Plus précisément, la Banque doit devenir un moteur qui favorise les investissements pour promouvoir la durabilité de l'environnement, elle doit soutenir la recherche dans l'agriculture, dans la santé et dans l'énergie propre, ainsi que recueillir et analyser les données économiques et sociales. Naturellement, elle n'a pas besoin d'assumer la responsabilité de fournir tous ces biens publics. Mais elle peut aider en établissant des priorités, en levant et en canalisant les fonds et en évaluant l'impact des investissements appropriés.
Pour réussir, la Banque doit élargir sa boîte à outils au-delà des prêts spécifiques à certains pays : l'instrument principal sur lequel elle a compté sept décennies durant. Pour cela, elle a besoin d'un mandat clair des pays membres, ainsi que de nouveaux instruments pour l'aide financière et technique, qui soient adaptés à la fourniture de biens publics mondiaux appropriés au développement.
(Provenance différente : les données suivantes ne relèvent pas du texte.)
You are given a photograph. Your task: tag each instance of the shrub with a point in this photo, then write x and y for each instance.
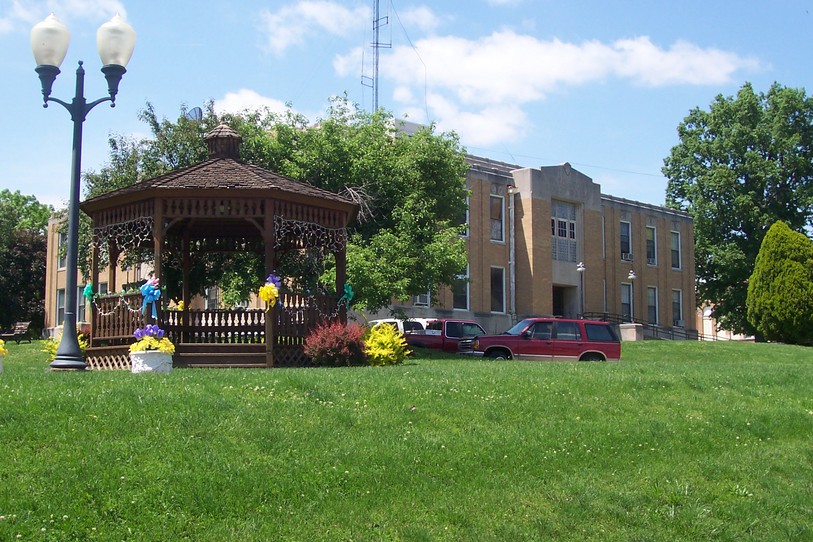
(780, 291)
(335, 344)
(385, 345)
(50, 346)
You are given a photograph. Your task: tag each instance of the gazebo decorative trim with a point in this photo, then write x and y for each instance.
(219, 205)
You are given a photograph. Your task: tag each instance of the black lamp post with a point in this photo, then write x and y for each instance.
(49, 41)
(580, 267)
(631, 276)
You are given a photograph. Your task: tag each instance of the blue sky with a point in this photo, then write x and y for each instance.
(602, 85)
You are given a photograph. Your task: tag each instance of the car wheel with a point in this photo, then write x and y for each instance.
(592, 357)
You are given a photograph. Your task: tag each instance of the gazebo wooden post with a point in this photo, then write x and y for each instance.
(341, 279)
(94, 280)
(113, 265)
(270, 261)
(187, 264)
(158, 234)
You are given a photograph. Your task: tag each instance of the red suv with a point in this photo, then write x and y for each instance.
(552, 338)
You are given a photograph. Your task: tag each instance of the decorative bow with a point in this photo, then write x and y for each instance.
(88, 292)
(151, 294)
(348, 294)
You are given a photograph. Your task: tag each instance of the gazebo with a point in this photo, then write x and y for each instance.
(219, 205)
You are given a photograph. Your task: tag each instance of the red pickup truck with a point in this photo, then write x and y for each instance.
(552, 338)
(444, 334)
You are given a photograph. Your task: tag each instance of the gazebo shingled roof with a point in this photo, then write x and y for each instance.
(222, 171)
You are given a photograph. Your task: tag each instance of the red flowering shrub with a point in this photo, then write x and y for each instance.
(336, 344)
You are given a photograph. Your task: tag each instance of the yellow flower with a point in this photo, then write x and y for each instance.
(269, 293)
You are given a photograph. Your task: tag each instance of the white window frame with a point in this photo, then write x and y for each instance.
(60, 306)
(568, 242)
(491, 219)
(490, 290)
(465, 277)
(626, 299)
(626, 256)
(654, 259)
(422, 300)
(61, 256)
(677, 295)
(649, 305)
(672, 236)
(467, 232)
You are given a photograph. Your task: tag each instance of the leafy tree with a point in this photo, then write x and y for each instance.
(739, 167)
(23, 224)
(411, 191)
(780, 292)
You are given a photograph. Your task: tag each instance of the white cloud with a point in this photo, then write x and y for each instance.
(23, 15)
(293, 24)
(421, 17)
(349, 63)
(478, 87)
(240, 100)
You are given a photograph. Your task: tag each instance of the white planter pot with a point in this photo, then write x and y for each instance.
(150, 361)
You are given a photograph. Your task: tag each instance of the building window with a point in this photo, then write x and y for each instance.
(60, 306)
(677, 308)
(460, 291)
(497, 289)
(422, 300)
(212, 298)
(651, 246)
(652, 305)
(61, 250)
(563, 230)
(626, 241)
(80, 304)
(675, 250)
(626, 302)
(497, 218)
(466, 217)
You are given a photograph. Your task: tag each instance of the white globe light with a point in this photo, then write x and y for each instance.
(49, 41)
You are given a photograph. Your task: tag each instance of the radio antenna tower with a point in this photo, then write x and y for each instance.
(378, 22)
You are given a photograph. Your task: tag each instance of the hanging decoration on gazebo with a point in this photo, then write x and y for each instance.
(308, 234)
(88, 292)
(269, 292)
(347, 297)
(151, 294)
(128, 235)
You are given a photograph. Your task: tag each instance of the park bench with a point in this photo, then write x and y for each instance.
(21, 332)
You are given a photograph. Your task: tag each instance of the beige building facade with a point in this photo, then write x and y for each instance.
(540, 241)
(546, 241)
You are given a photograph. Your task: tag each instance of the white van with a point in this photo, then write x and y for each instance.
(404, 326)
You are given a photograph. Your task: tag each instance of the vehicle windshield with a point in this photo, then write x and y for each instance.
(519, 327)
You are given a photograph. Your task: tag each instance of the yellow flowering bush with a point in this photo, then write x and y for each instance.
(151, 337)
(385, 345)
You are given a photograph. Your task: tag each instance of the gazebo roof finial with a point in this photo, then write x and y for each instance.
(223, 142)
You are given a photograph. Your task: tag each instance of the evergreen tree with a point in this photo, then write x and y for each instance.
(780, 290)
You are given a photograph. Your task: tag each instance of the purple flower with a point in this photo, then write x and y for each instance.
(150, 330)
(273, 279)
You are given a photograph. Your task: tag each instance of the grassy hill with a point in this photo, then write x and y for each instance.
(679, 441)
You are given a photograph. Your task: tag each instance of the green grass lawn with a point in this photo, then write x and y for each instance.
(679, 441)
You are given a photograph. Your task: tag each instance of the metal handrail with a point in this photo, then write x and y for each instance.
(654, 331)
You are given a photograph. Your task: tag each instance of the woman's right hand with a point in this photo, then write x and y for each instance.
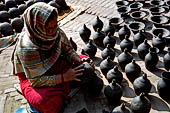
(72, 74)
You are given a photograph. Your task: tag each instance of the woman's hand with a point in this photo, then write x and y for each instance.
(72, 74)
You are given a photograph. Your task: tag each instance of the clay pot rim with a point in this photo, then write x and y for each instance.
(122, 3)
(116, 21)
(161, 10)
(165, 32)
(157, 1)
(165, 75)
(125, 8)
(139, 5)
(143, 13)
(140, 26)
(163, 19)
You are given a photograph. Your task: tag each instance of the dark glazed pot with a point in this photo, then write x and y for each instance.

Le changement interne final qui doit se produire n'implique qu'un seul membre : les États-Unis. Au cours du dernier demi-siècle, l'Amérique a été un assez bon gestionnaire de la stabilité internationale : une sorte de tyrannie bénigne qui agissait en vue de l'intérêt collectif.
Mais bien que les États-Unis demeurent une superpuissance économique et militaire, d'autres pays les rattrapent rapidement. Et les États-Unis semblent peu disposés à leur faire de la place, comme cela a été prouvé par leur résistance à l'établissement de l'Asian Infrastructure Investment Bank sous direction chinoise. Les États-Unis doivent reconnaître, bien qu'ils soient toujours puissants dans le monde, qu'ils doivent à présent diriger davantage par influence et par persuasion, et moins en se cramponnant aux règles et coutumes établies il y a 70 ans, lorsque ce pays était à toutes fins utiles le créancier unique aidant à la création de nouvelles institutions financières internationales.
Ainsi à Lima cette semaine, le débat sur la santé économique de la Chine et le calendrier de la Fed pour les hausses des taux d'intérêt doivent s'accompagner d'une véritable discussion sur la nécessité de ces trois changements. Avec une mission recadrée, un agenda mis à jour et des États-Unis plus inclusifs, la Banque serait bien placée pour jouer un rôle essentiel dans l'évolution du type de développement dont le monde a actuellement besoin.
Nancy Birdsall est la présidente fondatrice du Center for Global Development.